Dementia tends to happen later in life, but he believes this same “germ theory” may well apply to other neurological conditions that are diagnosed far earlier.
“Autism is usually diagnosed at a young age, then obsessive compulsive disorder and schizophrenia in teenagers, multiple sclerosis in young adults. We know the flu virus has been linked to schizophrenia, as has the parasite Toxoplasma gondii. So, if we’re infected at a certain point in time, does that lead to brain changes? It’s interesting to consider. And I think just about every chronic disease in the body will have some type of potential microbial involvement. It’s not all going to be causative, but it will be contributing to the nature of the chronic disease.”
A team-science approach seems to offer the best chance of finding out. “We have to throw out our egos, utilise the different strengths we all have and build on our knowledge base,” says Balin.
Shemesh believes fresh approaches are needed in Alzheimer’s research.
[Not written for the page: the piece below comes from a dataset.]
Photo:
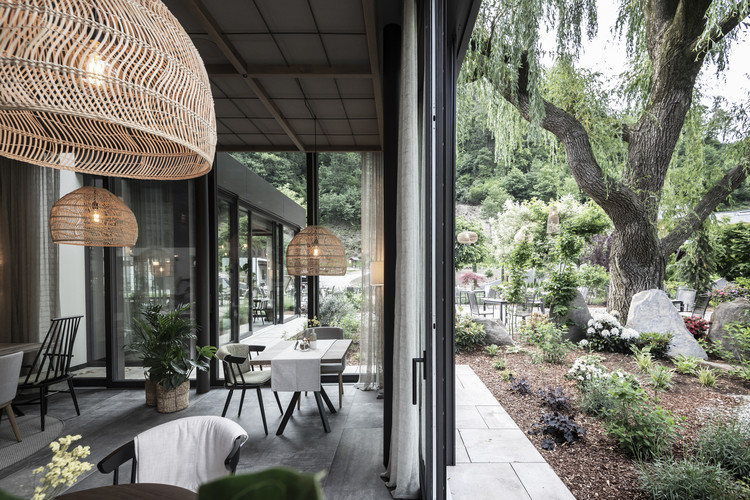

He notes past studies have faced challenges, as researchers often shift focus to other conditions or produce data-heavy papers without clearly addressing the underlying causes of the disease.
He also highlights concerns about reliance on genetically engineered mouse models with mutations far beyond those typically found in humans.
Another criticism is that science has been too focused on finding a cure rather than the cause. The Alzheimer’s Pathobiome Initiative aims to change that.
Schultek appreciates it may be scary to confront the idea of a virus that leaves you with a cold sore today causing your brain to decline down the track. “But to me, what is actually scarier is people getting these diagnoses of dementia and having nearly no option for treatment.”